乳幼児をかかえた親たちにとって、 小児救急医療の確立は切実な問題です。 とくに農山村地域では、 少子化によって採算がとれなくなり、 小児科のお医者さんの数が少なくなってきています。 くわえて、医師の都市部への集中によって、 小児救急医療の整備はとても遅れています。

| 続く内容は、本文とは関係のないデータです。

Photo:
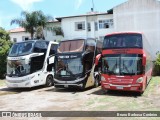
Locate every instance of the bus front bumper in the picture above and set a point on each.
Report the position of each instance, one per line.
(130, 87)
(68, 84)
(19, 82)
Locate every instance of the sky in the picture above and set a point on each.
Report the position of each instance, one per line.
(11, 9)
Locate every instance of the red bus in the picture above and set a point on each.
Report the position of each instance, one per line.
(126, 62)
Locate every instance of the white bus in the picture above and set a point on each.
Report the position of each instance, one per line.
(28, 66)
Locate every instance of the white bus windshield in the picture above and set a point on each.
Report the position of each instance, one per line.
(23, 48)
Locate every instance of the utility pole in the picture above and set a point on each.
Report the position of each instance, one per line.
(92, 9)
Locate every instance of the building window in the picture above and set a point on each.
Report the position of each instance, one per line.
(14, 39)
(80, 26)
(101, 38)
(104, 24)
(96, 26)
(89, 26)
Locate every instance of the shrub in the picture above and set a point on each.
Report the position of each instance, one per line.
(5, 45)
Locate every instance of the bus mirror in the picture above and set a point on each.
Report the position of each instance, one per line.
(50, 60)
(144, 61)
(97, 59)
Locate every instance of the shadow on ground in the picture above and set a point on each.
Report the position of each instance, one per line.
(19, 90)
(116, 93)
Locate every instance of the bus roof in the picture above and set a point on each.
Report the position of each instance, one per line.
(125, 32)
(37, 40)
(79, 38)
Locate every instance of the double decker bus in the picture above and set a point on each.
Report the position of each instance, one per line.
(75, 63)
(27, 64)
(126, 62)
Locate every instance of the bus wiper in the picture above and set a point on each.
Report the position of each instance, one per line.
(125, 67)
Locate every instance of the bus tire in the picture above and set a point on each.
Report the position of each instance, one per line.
(82, 88)
(96, 82)
(49, 81)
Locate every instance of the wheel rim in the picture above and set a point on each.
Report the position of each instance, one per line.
(49, 80)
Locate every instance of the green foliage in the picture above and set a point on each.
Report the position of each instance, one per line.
(5, 45)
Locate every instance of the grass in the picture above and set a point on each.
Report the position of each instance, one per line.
(2, 82)
(147, 101)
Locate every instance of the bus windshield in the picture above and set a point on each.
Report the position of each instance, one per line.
(122, 41)
(69, 67)
(122, 64)
(23, 48)
(71, 46)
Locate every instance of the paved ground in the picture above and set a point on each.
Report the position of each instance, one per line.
(93, 99)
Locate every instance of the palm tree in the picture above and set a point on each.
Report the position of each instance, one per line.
(31, 21)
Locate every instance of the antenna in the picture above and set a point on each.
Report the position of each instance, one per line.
(92, 9)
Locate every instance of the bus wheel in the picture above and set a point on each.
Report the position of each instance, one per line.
(82, 88)
(96, 83)
(49, 81)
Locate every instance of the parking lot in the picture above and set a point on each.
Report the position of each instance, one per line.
(93, 99)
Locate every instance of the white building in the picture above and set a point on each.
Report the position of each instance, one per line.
(52, 35)
(93, 24)
(18, 35)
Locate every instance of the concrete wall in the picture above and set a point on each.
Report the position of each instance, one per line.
(19, 36)
(68, 26)
(142, 16)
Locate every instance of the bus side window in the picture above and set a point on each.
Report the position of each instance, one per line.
(53, 49)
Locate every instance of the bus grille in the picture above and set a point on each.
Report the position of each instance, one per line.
(120, 81)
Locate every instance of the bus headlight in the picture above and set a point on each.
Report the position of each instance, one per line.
(29, 78)
(139, 80)
(103, 78)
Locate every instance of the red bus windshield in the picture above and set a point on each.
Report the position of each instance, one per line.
(122, 41)
(122, 64)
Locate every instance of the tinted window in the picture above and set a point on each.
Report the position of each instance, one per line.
(53, 49)
(123, 41)
(40, 46)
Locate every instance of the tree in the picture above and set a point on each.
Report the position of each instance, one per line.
(5, 45)
(31, 21)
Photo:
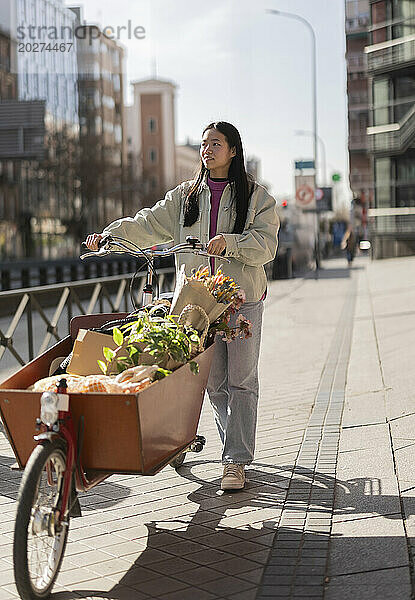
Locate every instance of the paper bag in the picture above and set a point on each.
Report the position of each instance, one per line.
(87, 350)
(195, 292)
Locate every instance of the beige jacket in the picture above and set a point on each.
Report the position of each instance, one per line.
(248, 251)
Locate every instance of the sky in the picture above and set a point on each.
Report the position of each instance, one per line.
(231, 61)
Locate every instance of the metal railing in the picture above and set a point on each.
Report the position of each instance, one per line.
(392, 54)
(395, 141)
(108, 294)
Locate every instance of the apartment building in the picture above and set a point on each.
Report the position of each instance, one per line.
(391, 133)
(103, 145)
(151, 138)
(46, 200)
(360, 165)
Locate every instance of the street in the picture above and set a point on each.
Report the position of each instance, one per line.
(328, 509)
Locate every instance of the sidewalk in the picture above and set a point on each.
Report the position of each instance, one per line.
(328, 511)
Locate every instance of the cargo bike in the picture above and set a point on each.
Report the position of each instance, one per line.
(70, 447)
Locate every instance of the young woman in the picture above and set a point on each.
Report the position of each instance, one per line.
(237, 218)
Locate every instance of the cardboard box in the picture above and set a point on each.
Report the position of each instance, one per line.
(87, 350)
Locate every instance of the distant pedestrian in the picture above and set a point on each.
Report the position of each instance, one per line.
(349, 244)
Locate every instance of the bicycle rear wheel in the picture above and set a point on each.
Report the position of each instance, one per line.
(39, 540)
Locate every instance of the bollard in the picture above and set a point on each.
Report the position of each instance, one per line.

診察を多くしたり、 薬を出せば 出すほどもうかるいまの 「出来高払い制度」 は、 もうからない小児科や産婦人科を切りすてる結果となっています。

富めるものは、 医療まで優遇
いま、 医薬品の一般小売店販売や企業による病院への進出など、 医療分野での規制緩和が急速にすすみつつあります。
このことは、 医療をもうけの対象にすることであり、 採算制の立場から既存の医療機関を廃止・統合へとうながすこととなります。 医療を市場経済にゆだねることによって、 市町村の公立病院すら整理の対象にされつつあるのです。
人のいのちを商品化する社会、 富めるものは医療までも優遇されるそんな社会が出現しようとしています。